Wednesday, October 16, 2013

Spaghetti al Marinara

Ingredients

Spaghetti
3 yellow summer squash or zucchini
Marinara Sauce
6 large tomatoes
5 sun dried tomatoes
2 garlic cloves
1/2 bunch fresh basil
2 tablespoons oregano
1 tablespoon freshly ground black pepper
1/4 cup onion, chopped
1/2 cup cold-pressed olive oil
1/4 cup lemon juice
4 dates, pitted
1 teaspoon Himalayan sea salt

Directions

For The Pasta
There are several ways to make pasta from a squash. I use a julienne peeler (sold at better kitchen appliances stores - about 10 USD/Euro). It looks like a cheese slicer or potato peeler. With this fancy but inexpensive and easy to use tool you make the most beautiful raw spaghetti strings in seconds.
You can also use an ordinary (potato) peeler: Peel thin slices of the squash, then with a fork or knife, create thin strands of "pasta".
Another way is using a kitchen tool often used in the raw food kitchen and by chefs: a spiralizer. Cut the zucchini in about four pieces and by putting them in the mandolin, you can create beautiful thin angel hair pasta.
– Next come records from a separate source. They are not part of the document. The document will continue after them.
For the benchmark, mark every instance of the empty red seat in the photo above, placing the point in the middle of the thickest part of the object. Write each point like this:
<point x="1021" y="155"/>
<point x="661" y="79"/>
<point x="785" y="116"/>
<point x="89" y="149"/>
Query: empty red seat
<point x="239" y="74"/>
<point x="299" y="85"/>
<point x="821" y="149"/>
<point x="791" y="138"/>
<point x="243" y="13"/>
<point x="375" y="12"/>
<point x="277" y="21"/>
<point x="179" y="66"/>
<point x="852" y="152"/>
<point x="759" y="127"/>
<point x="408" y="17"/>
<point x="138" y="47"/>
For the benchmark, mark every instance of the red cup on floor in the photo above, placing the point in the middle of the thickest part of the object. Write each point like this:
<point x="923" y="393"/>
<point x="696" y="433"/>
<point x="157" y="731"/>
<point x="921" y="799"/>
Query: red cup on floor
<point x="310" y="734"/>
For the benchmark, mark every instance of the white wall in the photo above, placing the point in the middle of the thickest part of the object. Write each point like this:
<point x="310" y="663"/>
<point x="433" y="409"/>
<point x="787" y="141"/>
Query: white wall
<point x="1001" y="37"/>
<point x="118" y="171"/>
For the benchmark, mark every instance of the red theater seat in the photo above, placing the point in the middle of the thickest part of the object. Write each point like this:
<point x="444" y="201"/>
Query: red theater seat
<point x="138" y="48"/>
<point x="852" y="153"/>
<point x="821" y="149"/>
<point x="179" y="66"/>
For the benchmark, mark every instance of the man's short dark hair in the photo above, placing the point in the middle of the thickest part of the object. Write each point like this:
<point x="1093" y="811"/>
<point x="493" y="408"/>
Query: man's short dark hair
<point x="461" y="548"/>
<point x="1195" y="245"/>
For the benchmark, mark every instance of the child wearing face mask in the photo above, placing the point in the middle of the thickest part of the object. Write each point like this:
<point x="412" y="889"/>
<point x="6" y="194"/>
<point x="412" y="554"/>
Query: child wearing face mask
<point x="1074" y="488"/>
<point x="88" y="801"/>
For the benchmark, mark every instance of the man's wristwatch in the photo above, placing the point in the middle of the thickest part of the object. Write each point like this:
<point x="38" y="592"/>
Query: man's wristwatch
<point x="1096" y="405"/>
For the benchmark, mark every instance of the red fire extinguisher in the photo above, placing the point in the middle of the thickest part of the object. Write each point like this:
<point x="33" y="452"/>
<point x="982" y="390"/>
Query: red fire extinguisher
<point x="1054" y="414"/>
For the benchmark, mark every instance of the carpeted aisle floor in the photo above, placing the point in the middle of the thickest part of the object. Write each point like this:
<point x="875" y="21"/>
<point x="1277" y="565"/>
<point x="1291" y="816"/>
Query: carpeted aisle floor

But I have to be honest, it never works for me...
Put the pasta strands in a bowl and sprinkle with a mixture of olive oil and some salt. Set aside.
For The Marinara Sauce
Put all ingredients in a high speed blender and blend until creamy. Add purified water if you feel the consistency is too thick.
For serving
Take off the excess oil of the pasta. Put the pasta on a plate and top with the sauce. You may add additional toppings such as slice olives, chopped tomatoes, onions or basil leafs.